Week 6 content for the Amazon Review Analyzer project
Welcome to this week's alternative solution approach! While you've been working with XGBoost (a tree-based model), we're now going to take this week to explore a completely different approach using BERT (Bidirectional Encoder Representations from Transformers). As you have learned, XGBoost must be trained on numerical data, while BERT is a powerful deep learning model that understands language context. We'll also learn about LoRA (Low-Rank Adaptation), a technique that lets us fine-tune large models efficiently on limited hardware.
XGBoost works with hand-crafted features (word counts, sentiment scores, etc.) while BERT learns patterns directly from raw text. Think of it this way:
XGBoost: You tell it what to look for (features)
BERT: It figures out what matters by understanding language itself
Both approaches have their place! XGBoost is faster and more interpretable, while BERT can capture complex language patterns. You can see why BERT might come in handy when we are dealing with review text.

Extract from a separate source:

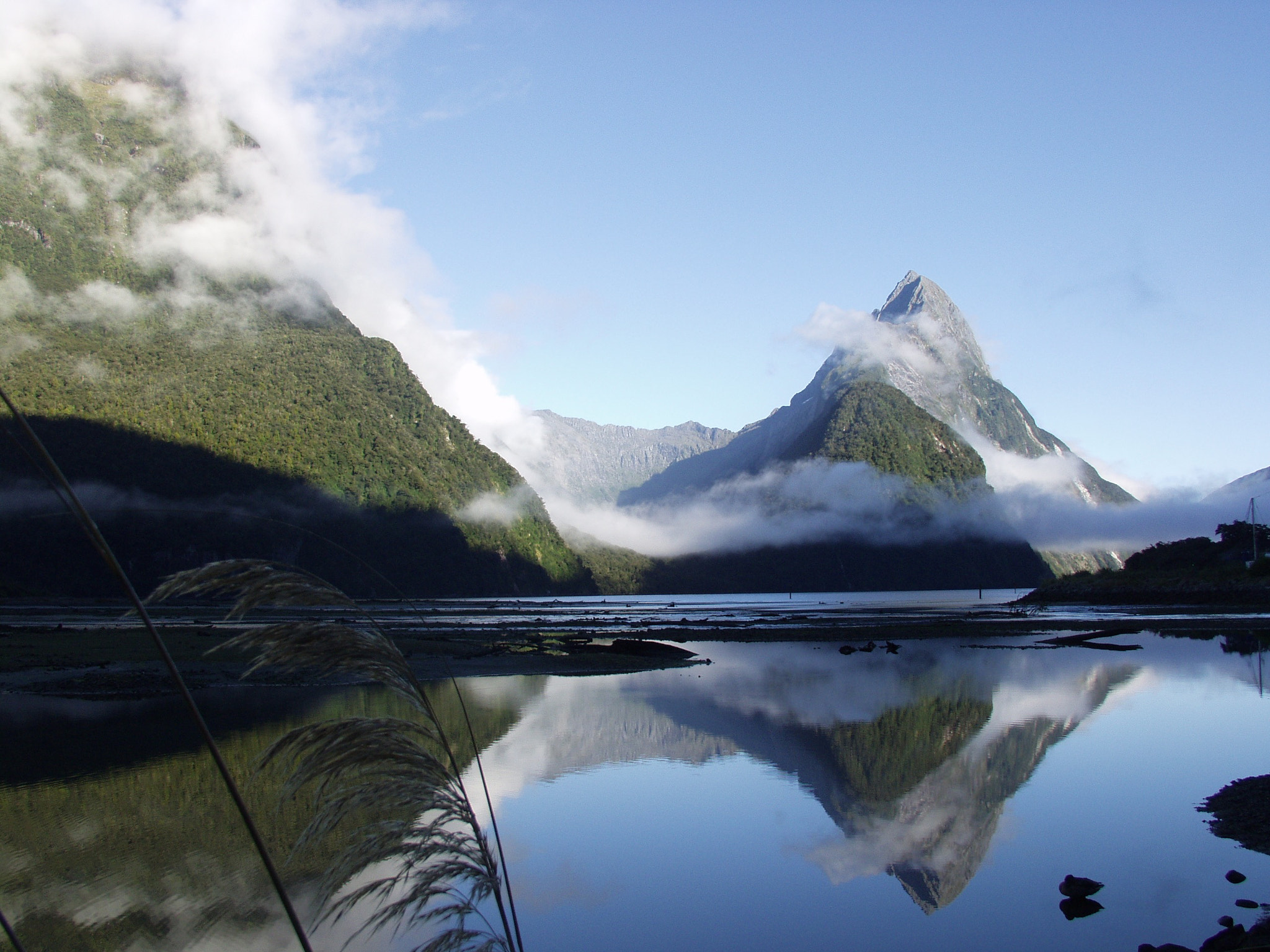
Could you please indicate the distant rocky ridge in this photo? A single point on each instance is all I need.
(954, 386)
(593, 462)
(1249, 485)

BERT is a transformer-based model pre-trained on massive amounts of text. It understands context by looking at words from both directions (hence "Bidirectional"). When we fine-tune BERT, we're teaching it to apply its language understanding to our specific task: detecting AI-generated reviews.

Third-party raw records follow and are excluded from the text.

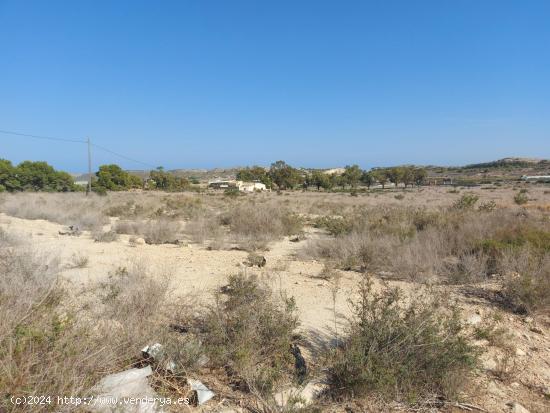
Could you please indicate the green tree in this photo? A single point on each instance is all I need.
(352, 175)
(320, 180)
(166, 181)
(113, 178)
(284, 175)
(255, 174)
(420, 175)
(368, 178)
(8, 178)
(39, 176)
(381, 176)
(395, 175)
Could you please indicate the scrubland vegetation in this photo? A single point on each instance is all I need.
(408, 347)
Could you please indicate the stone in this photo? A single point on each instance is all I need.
(517, 408)
(300, 397)
(474, 319)
(495, 390)
(132, 383)
(203, 393)
(520, 352)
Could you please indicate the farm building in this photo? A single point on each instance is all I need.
(239, 185)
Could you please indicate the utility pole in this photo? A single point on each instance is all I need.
(89, 188)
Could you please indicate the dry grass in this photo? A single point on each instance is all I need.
(159, 231)
(254, 226)
(63, 208)
(53, 345)
(406, 350)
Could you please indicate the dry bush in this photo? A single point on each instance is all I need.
(205, 227)
(79, 260)
(254, 226)
(409, 350)
(461, 245)
(104, 236)
(52, 345)
(249, 331)
(159, 231)
(62, 208)
(527, 280)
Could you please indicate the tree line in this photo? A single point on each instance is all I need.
(40, 176)
(283, 176)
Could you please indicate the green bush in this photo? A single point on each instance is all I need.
(521, 198)
(250, 332)
(398, 348)
(466, 201)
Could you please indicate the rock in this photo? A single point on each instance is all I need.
(299, 362)
(474, 319)
(155, 353)
(520, 352)
(255, 260)
(300, 397)
(71, 230)
(495, 390)
(489, 363)
(517, 408)
(138, 241)
(203, 393)
(113, 389)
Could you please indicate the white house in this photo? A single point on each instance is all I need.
(240, 185)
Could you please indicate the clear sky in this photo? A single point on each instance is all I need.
(317, 83)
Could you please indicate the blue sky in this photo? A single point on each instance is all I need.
(317, 83)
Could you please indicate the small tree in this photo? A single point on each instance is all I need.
(352, 175)
(284, 175)
(320, 180)
(368, 179)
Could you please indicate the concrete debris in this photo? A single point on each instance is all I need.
(72, 230)
(517, 408)
(474, 319)
(299, 362)
(300, 397)
(128, 384)
(255, 260)
(520, 352)
(203, 393)
(155, 352)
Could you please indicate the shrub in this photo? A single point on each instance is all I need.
(527, 280)
(521, 198)
(254, 226)
(249, 330)
(394, 348)
(49, 345)
(488, 206)
(104, 236)
(160, 231)
(79, 261)
(466, 201)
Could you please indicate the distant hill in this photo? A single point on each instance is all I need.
(511, 163)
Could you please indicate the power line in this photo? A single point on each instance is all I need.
(122, 156)
(51, 138)
(56, 138)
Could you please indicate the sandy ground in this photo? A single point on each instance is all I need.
(197, 271)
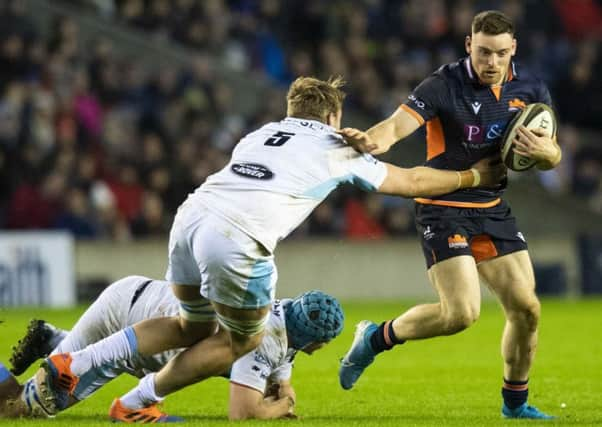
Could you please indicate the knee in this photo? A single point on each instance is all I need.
(460, 318)
(527, 314)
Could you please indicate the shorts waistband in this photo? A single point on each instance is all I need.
(455, 204)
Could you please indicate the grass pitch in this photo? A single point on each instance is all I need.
(451, 381)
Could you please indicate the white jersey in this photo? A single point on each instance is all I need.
(136, 298)
(278, 174)
(122, 304)
(272, 361)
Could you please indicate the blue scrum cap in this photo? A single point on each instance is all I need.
(313, 317)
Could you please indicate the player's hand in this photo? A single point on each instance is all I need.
(287, 391)
(361, 141)
(272, 391)
(537, 144)
(492, 171)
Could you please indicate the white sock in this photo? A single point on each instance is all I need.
(142, 395)
(121, 345)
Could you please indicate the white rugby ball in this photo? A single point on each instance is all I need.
(533, 116)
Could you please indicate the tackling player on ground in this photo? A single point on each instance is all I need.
(260, 382)
(221, 247)
(467, 233)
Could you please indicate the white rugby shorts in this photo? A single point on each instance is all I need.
(230, 267)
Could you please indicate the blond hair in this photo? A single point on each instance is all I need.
(311, 98)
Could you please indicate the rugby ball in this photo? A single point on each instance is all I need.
(533, 116)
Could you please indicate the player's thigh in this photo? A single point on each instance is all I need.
(196, 313)
(244, 326)
(186, 245)
(238, 272)
(456, 280)
(106, 315)
(511, 279)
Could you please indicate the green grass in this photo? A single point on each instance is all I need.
(445, 381)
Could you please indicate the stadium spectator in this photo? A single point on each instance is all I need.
(65, 97)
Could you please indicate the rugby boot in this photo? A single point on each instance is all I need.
(149, 414)
(525, 411)
(33, 346)
(359, 356)
(60, 381)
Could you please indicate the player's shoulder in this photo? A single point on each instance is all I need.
(526, 75)
(451, 71)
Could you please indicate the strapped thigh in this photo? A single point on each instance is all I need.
(198, 310)
(243, 327)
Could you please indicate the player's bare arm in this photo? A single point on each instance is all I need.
(380, 137)
(422, 181)
(247, 403)
(539, 145)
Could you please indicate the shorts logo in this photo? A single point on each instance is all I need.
(457, 242)
(252, 170)
(428, 234)
(516, 104)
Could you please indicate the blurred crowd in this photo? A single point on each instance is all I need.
(107, 147)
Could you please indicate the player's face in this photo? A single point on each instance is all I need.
(491, 55)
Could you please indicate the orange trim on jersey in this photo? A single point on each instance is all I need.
(482, 248)
(455, 204)
(510, 76)
(412, 113)
(435, 141)
(497, 91)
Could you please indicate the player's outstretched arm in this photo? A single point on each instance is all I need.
(423, 181)
(380, 137)
(247, 403)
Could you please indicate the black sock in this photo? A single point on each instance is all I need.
(384, 337)
(515, 393)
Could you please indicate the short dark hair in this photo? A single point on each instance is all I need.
(492, 22)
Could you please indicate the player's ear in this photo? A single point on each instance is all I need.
(467, 44)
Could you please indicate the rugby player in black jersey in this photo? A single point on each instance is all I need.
(468, 233)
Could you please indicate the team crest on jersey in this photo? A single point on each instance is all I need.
(516, 104)
(252, 170)
(457, 241)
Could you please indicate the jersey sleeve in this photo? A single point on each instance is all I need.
(425, 102)
(251, 370)
(362, 170)
(282, 373)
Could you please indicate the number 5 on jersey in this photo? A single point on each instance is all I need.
(278, 139)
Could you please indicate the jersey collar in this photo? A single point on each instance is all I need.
(312, 124)
(472, 75)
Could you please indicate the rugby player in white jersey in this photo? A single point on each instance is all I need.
(260, 381)
(222, 242)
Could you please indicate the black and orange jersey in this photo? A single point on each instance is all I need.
(465, 121)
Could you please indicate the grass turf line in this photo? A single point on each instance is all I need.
(445, 381)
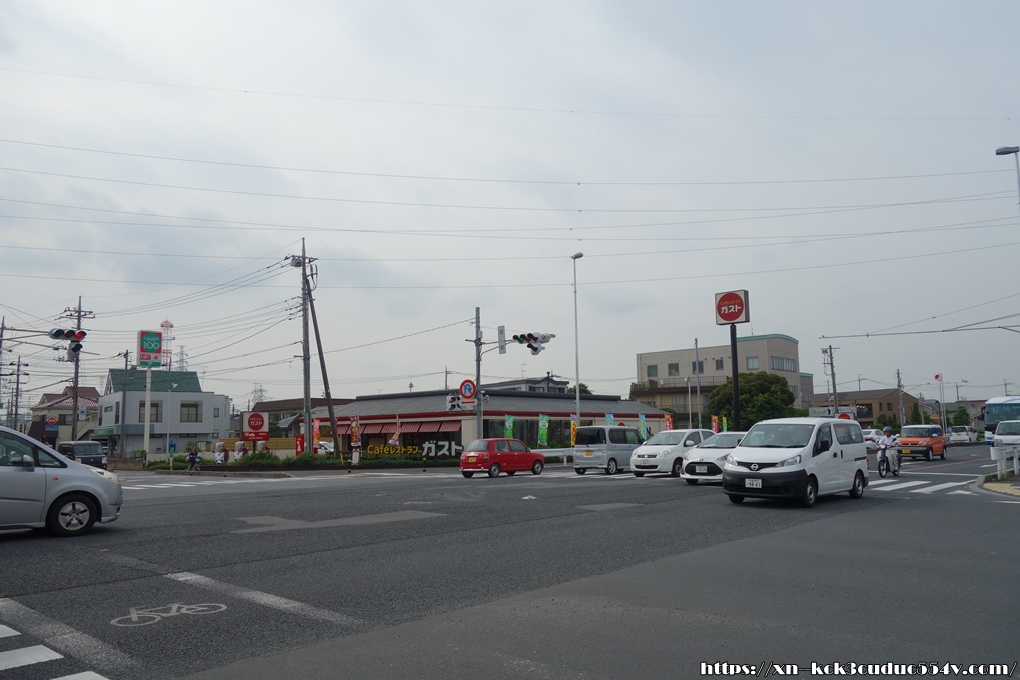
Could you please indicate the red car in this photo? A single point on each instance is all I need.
(495, 456)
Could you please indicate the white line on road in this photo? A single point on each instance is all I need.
(902, 485)
(27, 657)
(63, 637)
(264, 598)
(938, 487)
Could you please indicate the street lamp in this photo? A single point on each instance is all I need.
(1015, 152)
(575, 257)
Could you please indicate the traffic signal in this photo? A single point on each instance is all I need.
(73, 335)
(534, 342)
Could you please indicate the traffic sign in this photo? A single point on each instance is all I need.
(150, 349)
(731, 307)
(254, 426)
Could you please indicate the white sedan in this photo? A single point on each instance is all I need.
(704, 462)
(664, 452)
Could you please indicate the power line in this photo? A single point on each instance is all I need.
(567, 182)
(522, 109)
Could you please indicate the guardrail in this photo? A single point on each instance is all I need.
(1000, 456)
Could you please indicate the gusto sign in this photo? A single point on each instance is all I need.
(731, 307)
(254, 426)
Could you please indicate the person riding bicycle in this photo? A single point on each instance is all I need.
(890, 441)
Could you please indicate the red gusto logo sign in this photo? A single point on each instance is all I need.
(731, 307)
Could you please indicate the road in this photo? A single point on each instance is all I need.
(412, 574)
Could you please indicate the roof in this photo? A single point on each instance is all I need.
(161, 380)
(434, 404)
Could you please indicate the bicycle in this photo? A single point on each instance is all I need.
(883, 461)
(144, 617)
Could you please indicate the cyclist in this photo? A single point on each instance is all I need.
(890, 441)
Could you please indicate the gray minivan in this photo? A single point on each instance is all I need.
(39, 487)
(605, 447)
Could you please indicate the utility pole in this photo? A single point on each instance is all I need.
(78, 315)
(899, 388)
(477, 373)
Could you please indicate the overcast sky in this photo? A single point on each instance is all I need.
(835, 159)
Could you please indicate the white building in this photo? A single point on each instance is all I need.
(182, 415)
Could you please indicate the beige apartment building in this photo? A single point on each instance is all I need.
(664, 377)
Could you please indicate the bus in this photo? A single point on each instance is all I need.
(997, 410)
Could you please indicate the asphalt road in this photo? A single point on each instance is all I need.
(410, 575)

The Challenge: BERT has 110 million parameters. Training all of them requires:
Expensive GPUs
Long training times
Lots of memory
We will be using LoRA to help with this challenge!
LoRA (Low-Rank Adaptation) is a clever technique that:
Freezes the original BERT weights (no updates to those 110M parameters)

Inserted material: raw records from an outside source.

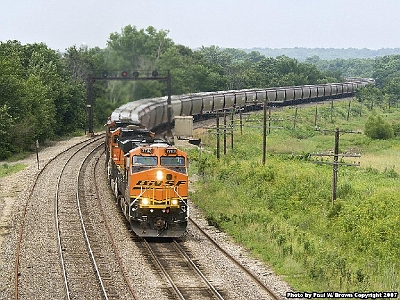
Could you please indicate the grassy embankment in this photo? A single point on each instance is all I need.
(283, 211)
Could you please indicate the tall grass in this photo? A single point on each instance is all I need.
(283, 211)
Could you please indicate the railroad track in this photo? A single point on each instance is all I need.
(181, 273)
(33, 276)
(106, 273)
(264, 288)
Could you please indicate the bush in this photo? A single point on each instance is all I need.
(378, 129)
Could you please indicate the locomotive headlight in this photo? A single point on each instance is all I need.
(159, 175)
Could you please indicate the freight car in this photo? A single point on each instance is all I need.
(149, 176)
(149, 180)
(152, 113)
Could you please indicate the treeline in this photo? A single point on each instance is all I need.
(302, 53)
(43, 93)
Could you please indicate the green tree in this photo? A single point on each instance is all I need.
(377, 128)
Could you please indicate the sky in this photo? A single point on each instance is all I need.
(372, 24)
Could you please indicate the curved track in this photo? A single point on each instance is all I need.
(62, 252)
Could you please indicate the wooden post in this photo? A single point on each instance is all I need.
(224, 132)
(218, 145)
(335, 165)
(264, 133)
(37, 152)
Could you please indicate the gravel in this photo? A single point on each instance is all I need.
(13, 193)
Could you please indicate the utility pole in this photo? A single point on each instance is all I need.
(335, 164)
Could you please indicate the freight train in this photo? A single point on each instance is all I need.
(149, 177)
(153, 112)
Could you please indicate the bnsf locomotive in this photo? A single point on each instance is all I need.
(149, 179)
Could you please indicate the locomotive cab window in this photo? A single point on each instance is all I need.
(173, 161)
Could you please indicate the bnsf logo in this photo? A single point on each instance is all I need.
(159, 183)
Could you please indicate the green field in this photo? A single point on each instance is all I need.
(283, 211)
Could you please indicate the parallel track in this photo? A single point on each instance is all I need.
(182, 274)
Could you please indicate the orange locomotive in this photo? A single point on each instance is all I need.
(150, 181)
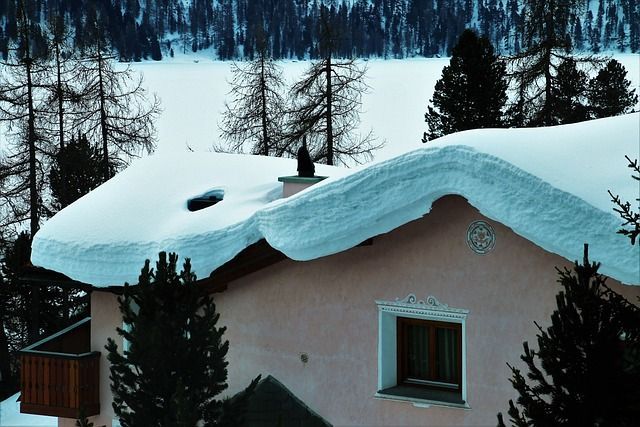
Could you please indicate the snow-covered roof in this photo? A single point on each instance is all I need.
(548, 185)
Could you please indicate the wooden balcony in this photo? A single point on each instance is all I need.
(60, 375)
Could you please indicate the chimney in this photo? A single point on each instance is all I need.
(306, 173)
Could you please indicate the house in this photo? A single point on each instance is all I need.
(346, 289)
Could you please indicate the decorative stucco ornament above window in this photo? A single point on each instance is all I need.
(481, 237)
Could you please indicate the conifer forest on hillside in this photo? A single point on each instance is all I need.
(152, 29)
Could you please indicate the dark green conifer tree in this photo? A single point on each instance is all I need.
(569, 94)
(175, 365)
(587, 368)
(76, 170)
(471, 92)
(610, 93)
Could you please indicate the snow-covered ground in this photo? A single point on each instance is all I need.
(193, 95)
(10, 415)
(547, 184)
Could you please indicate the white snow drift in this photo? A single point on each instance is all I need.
(548, 184)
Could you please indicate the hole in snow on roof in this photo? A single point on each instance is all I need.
(205, 200)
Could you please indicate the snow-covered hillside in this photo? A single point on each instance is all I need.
(193, 96)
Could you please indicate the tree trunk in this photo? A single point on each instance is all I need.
(103, 120)
(5, 369)
(329, 105)
(34, 309)
(263, 113)
(59, 94)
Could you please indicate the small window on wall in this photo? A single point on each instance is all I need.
(421, 352)
(429, 353)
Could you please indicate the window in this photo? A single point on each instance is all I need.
(421, 352)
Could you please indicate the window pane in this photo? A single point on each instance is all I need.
(417, 351)
(447, 355)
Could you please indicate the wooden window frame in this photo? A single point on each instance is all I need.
(402, 353)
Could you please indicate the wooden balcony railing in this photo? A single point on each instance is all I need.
(60, 376)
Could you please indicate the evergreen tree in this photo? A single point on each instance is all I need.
(175, 364)
(76, 170)
(587, 368)
(610, 93)
(533, 71)
(471, 92)
(631, 218)
(256, 117)
(569, 94)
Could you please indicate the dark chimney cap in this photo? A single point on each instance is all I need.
(306, 167)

Adds small "adapter" layers (only a few million parameters)
Only trains these tiny adapters
Result: You get 95%+ of full fine-tuning performance while training 100x fewer parameters! This means you can train on a CPU or small GPU.
Create a new file called ‘train_bert.py’ in your src/ directory. We'll build this step by step.
import pandas as pd
from sklearn.model_selection import train_test_split
from sklearn.metrics import (
accuracy_score,
precision_recall_fscore_support,
classification_report,
)
from pathlib import Path
from transformers import (
BertTokenizerFast,
BertForSequenceClassification,
Trainer,
TrainingArguments,
EarlyStoppingCallback,
)
from datasets import Dataset
import torch
Key libraries:
transformers: HuggingFace library for BERT and training utilities
datasets: Efficient data handling for training
torch: PyTorch, the deep learning framework BERT uses
Add this code to see what hardware you have available:
# Check if GPU is available (if not, we'll use CPU)
device = "cuda" if torch.cuda.is_available() else "cpu"
print(f"Using device: {device}")
if torch.cuda.is_available():
for i in range(torch.cuda.device_count()):
gpu_name = torch.cuda.get_device_name(i)
gpu_memory = torch.cuda.get_device_properties(i).total_memory / 1024**3
print(f"GPU {i}: {gpu_name} ({gpu_memory:.1f} GB)")
else:
print("No GPU detected. Training will use CPU")
No GPU? Use Google Colab!
If you don't have a GPU, Google Colab offers free GPU access for students that will speed up training 10-20x. Here is the link to it: colab.research.google.com. Instructions for Colab are out of scope for this lesson, but contact me if you'd like to learn more.
data_path = Path(__file__).resolve().parent.parent / "data" / "processed-dataset.csv" # if your processed dataset is in a data directory
df = pd.read_csv(data_path, encoding="latin-1")
df = df[["cleaned_text", "label"]].dropna()
# Convert labels to numeric (BERT expects 0 and 1)
df["label"] = df["label"].map({"OR": 1, "CG": 0})
# 80% train, 20% test
train_df, test_df = train_test_split(
df, test_size=0.2, random_state=42, stratify=df["label"]
)
# Convert to HuggingFace Dataset format
train_ds = Dataset.from_pandas(train_df)
test_ds = Dataset.from_pandas(test_df)
print(f"Train size: {len(train_ds)}")
print(f"Test size: {len(test_ds)}")
Why this split?
Train (80%): Model learns from this data
Test (20%): Final, unseen data to evaluate true performance
Note: We're using a simpler 80/20 split instead of train/validation/test. The HuggingFace Trainer will automatically use a portion of training data for validation during training.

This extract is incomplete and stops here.